<DIV ALIGN=CENTER>

# Introduction to Spark
## DataFrames, SQL, and Basic Data Analysis
## Professor Robert J. Brunner
  
</DIV>  
-----
-----

## Introduction

In this IPython Notebook, we explore using Spark to perform data
processing in a similar maner to our previous efforts with Pandas. For
this we will use the airline data, which has been stored in an HDFS
system that is accesible from within our Spark cluster. [Other][dw]
tutorials exist, although they often focus on Scala examples since Spark
is written for that language.

-----
[sp]: http://spark.apache.org
[sh]: http://hadoop.apache.org
[sy]: https://hadoop.apache.org/docs/current/hadoop-yarn/hadoop-yarn-site/YARN.html
[shdfs]: https://hadoop.apache.org/docs/current/hadoop-project-dist/hadoop-hdfs/HdfsUserGuide.html
[sce]: http://techcrunch.com/2015/07/12/spark-and-hadoop-are-friends-not-foes/
[dw]: https://github.com/deanwampler/spark-workshop/tree/master/tutorial

In [1]:
# We release the SparkContext if it exists.
try:
    sc
except:
    pass ;
else:
    sc.stop()

# Now handle initial import statements
from pyspark import SparkConf, SparkContext

# Create new Spark Configuration (port numbers might need to be adjusted from defaults.)
myconf = SparkConf()
myconf.setMaster('local[*]')
myconf.setAppName("INFO490 SP16 W14-NB2: Professor Brunner")
myconf.set('spark.executor.memory', '1g')
#myconf.set("spark.driver.extraLibraryPath","/home/data_scientist/spark-cassandra-connector-1.6.0-M2-s_2.11.jar")
#myconf.set("spark.driver.extraClassPath","/home/data_scientist/spark-cassandra-connector-1.6.0-M2-s_2.11.jar")
#myconf.set("spark.cassandra.connection.host","http://40.124.12.119")

# Create and initialize a new Spark Context
sc = SparkContext(conf=myconf)

# Display Spark version information, which also verifies SparkContext is active
print("\nSpark version: {0}".format(sc.version))


Spark version: 1.6.0


-----

### Data Processing

In this Notebook, we will need sample data.
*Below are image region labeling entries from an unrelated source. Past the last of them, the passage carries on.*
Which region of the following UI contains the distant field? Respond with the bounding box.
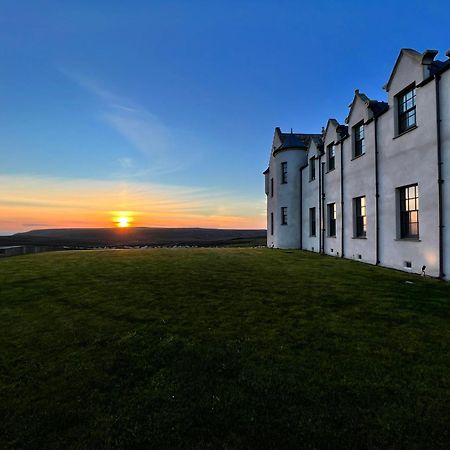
[0,248,450,449]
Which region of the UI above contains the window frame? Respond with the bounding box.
[327,202,337,237]
[327,144,336,172]
[397,183,420,240]
[309,156,316,181]
[281,206,288,225]
[281,161,287,184]
[353,195,367,239]
[395,84,417,135]
[353,120,366,158]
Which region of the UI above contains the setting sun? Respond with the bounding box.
[117,217,130,228]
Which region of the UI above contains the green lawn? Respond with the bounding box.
[0,249,450,450]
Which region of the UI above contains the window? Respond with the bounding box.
[281,162,287,184]
[327,203,336,236]
[353,197,367,237]
[399,184,419,239]
[327,144,336,172]
[281,206,287,225]
[353,123,366,158]
[309,157,316,181]
[309,208,316,236]
[397,87,416,133]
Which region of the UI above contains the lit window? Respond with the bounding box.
[397,88,416,133]
[399,184,419,239]
[327,203,336,236]
[309,157,316,181]
[309,208,316,236]
[353,197,367,237]
[281,206,287,225]
[353,123,366,158]
[281,162,287,184]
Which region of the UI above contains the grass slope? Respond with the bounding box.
[0,249,450,449]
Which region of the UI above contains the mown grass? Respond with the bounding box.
[0,249,450,449]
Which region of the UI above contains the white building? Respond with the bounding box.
[264,49,450,279]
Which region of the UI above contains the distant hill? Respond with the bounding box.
[0,227,266,247]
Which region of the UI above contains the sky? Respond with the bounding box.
[0,0,450,234]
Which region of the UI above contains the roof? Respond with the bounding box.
[345,89,389,123]
[273,127,321,155]
[383,48,444,92]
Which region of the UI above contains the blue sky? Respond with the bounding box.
[0,0,450,232]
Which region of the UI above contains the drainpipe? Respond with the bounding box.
[374,116,380,265]
[320,163,325,253]
[341,139,344,258]
[435,74,445,278]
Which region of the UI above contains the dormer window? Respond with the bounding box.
[281,162,287,184]
[353,122,366,158]
[327,144,336,172]
[397,87,416,133]
[309,157,316,181]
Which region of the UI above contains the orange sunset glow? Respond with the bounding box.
[0,175,266,233]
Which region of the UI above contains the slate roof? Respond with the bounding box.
[273,128,321,155]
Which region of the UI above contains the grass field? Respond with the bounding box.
[0,249,450,449]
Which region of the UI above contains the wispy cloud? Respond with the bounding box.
[0,174,265,231]
[58,67,195,177]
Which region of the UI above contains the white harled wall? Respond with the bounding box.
[267,53,450,280]
[267,148,306,248]
[322,120,342,256]
[439,70,450,280]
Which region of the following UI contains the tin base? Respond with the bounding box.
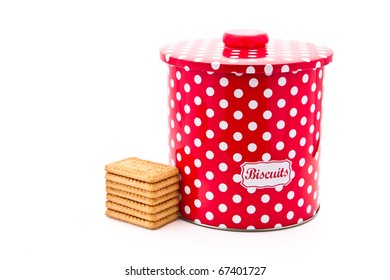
[180,206,320,232]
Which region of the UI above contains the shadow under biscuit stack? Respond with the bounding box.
[105,157,180,229]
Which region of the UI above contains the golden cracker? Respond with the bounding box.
[106,187,179,206]
[106,181,179,198]
[106,201,179,222]
[106,172,180,191]
[106,209,179,229]
[105,157,179,183]
[106,193,179,214]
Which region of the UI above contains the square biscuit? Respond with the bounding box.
[106,187,179,206]
[105,173,180,191]
[106,181,179,198]
[106,209,179,229]
[106,193,179,214]
[106,201,179,222]
[105,157,179,183]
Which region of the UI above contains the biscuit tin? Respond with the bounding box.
[160,30,333,230]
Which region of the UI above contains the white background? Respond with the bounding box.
[0,0,390,279]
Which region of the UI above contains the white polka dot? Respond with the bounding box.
[260,215,269,224]
[261,153,271,161]
[219,121,228,130]
[232,215,241,224]
[194,158,202,168]
[274,203,283,212]
[219,78,229,87]
[206,129,214,139]
[263,110,272,120]
[206,211,214,221]
[206,108,214,118]
[301,117,307,125]
[233,111,243,120]
[194,199,202,208]
[278,77,287,87]
[246,66,255,74]
[281,65,290,73]
[287,191,295,200]
[288,150,296,159]
[206,171,214,180]
[234,88,244,98]
[276,141,284,151]
[290,108,298,117]
[233,132,242,141]
[233,194,241,203]
[302,74,309,83]
[299,137,306,147]
[248,100,258,110]
[194,96,202,105]
[219,99,229,109]
[219,162,227,172]
[206,151,214,159]
[218,203,227,213]
[249,78,259,87]
[218,183,227,192]
[233,153,242,162]
[246,205,256,214]
[261,194,271,203]
[290,86,298,95]
[194,75,202,85]
[278,99,286,108]
[211,61,221,70]
[264,64,273,76]
[248,122,257,131]
[263,88,273,98]
[248,143,257,152]
[194,138,202,148]
[194,118,202,126]
[219,142,228,151]
[206,87,214,96]
[206,191,214,200]
[263,131,272,141]
[194,179,202,188]
[184,84,191,93]
[276,120,285,129]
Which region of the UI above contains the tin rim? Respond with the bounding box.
[179,205,320,232]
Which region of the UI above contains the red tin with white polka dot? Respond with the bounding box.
[161,30,333,230]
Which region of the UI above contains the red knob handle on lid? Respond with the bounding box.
[222,30,268,49]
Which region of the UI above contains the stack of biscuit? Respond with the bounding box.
[105,157,179,229]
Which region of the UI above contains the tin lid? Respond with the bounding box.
[160,30,333,75]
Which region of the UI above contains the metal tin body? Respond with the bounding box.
[161,30,332,230]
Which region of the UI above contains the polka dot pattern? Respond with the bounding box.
[162,33,332,230]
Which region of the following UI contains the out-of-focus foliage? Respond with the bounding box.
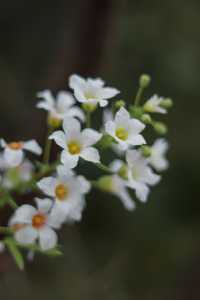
[0,0,200,300]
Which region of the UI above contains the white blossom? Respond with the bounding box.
[126,150,160,202]
[0,139,42,167]
[105,107,146,150]
[144,95,167,114]
[9,198,62,251]
[37,90,85,121]
[69,74,119,107]
[38,166,90,221]
[49,118,102,168]
[149,138,169,171]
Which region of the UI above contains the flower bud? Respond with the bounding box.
[97,175,113,192]
[153,122,167,135]
[141,114,152,124]
[139,74,151,89]
[82,103,97,113]
[160,98,173,109]
[140,145,151,157]
[115,100,126,110]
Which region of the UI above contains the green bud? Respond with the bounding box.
[97,175,113,192]
[139,74,151,89]
[82,103,97,113]
[141,114,152,124]
[160,98,173,109]
[153,122,167,135]
[129,105,143,119]
[115,100,126,110]
[47,115,62,129]
[118,164,128,179]
[140,145,151,157]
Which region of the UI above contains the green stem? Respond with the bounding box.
[43,126,53,164]
[134,86,144,106]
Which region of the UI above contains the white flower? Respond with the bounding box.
[69,74,119,107]
[0,139,42,167]
[105,107,146,150]
[38,166,90,221]
[126,150,160,202]
[9,198,62,251]
[2,159,34,189]
[49,118,102,168]
[149,139,169,171]
[37,90,85,121]
[0,241,5,254]
[144,95,167,114]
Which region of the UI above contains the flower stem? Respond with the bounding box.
[43,126,53,164]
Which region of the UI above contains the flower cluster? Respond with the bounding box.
[0,75,172,268]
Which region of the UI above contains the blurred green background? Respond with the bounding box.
[0,0,200,300]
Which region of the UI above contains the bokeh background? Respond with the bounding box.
[0,0,200,300]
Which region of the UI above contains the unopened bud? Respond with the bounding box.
[139,74,151,89]
[153,122,167,135]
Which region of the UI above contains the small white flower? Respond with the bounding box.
[9,198,62,251]
[49,118,102,168]
[0,241,5,254]
[0,139,42,167]
[2,159,34,189]
[144,95,167,114]
[126,150,160,202]
[38,166,90,221]
[37,90,85,121]
[105,107,146,150]
[149,139,169,172]
[69,74,119,107]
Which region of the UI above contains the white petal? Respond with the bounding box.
[63,117,81,139]
[82,128,102,147]
[35,198,53,214]
[4,147,24,167]
[14,225,38,245]
[23,140,42,155]
[49,130,66,149]
[37,177,57,197]
[39,226,58,251]
[9,204,37,226]
[80,147,100,163]
[61,150,79,169]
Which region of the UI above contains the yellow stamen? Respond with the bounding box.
[67,141,81,155]
[55,183,69,201]
[115,127,128,141]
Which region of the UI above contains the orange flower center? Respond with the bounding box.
[8,142,23,150]
[67,141,81,155]
[32,213,46,229]
[55,183,69,201]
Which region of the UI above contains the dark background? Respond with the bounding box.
[0,0,200,300]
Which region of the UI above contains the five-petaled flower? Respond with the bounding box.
[126,150,160,202]
[69,74,119,107]
[0,139,42,167]
[49,117,102,168]
[38,166,90,222]
[144,95,167,114]
[9,198,62,251]
[105,107,146,150]
[37,90,85,127]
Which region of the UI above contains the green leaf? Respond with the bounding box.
[4,238,24,270]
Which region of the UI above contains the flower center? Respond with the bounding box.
[67,141,81,155]
[115,127,128,141]
[8,142,23,150]
[32,213,46,229]
[55,183,69,201]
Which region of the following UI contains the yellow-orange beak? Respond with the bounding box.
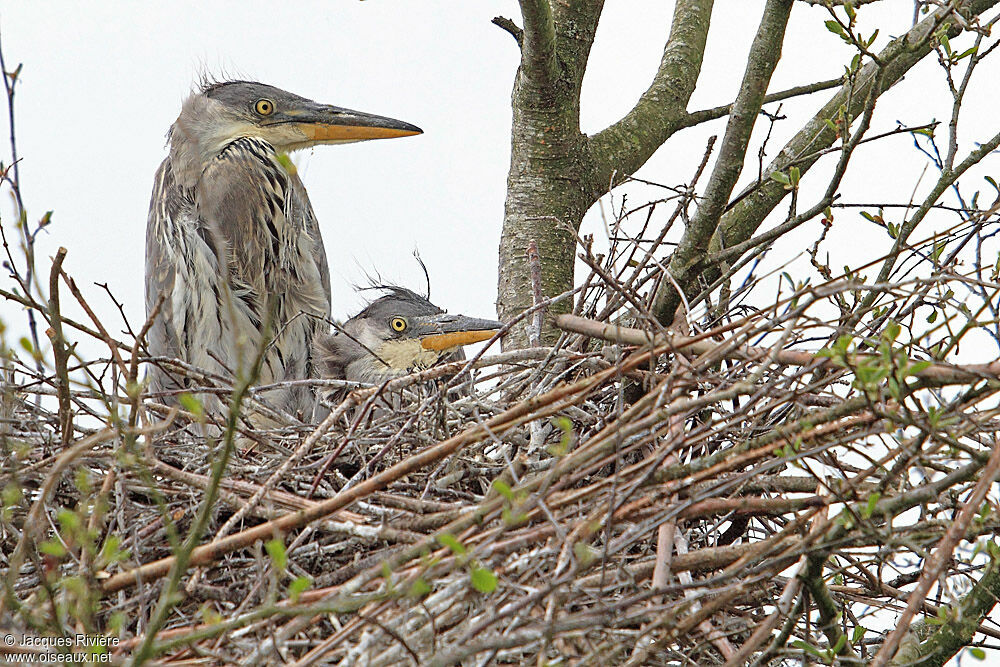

To simplify acquiring data
to demonstrate using Spark DataFrames, we include the RDD code from the
[Introduction to Spark](intro2spark.ipynb) Notebook in the following
cell.

-----

In [2]:
filename = '/home/data_scientist/data/2001/2001-1.csv'

text_file = sc.textFile(filename)

col_data = text_file.map(lambda l: l.split(",")) \
            .map(lambda p: (p[0], p[1], p[2], p[4], p[14], p[15], p[16], p[17], p[18])) \
            .filter(lambda line: 'Year' not in line)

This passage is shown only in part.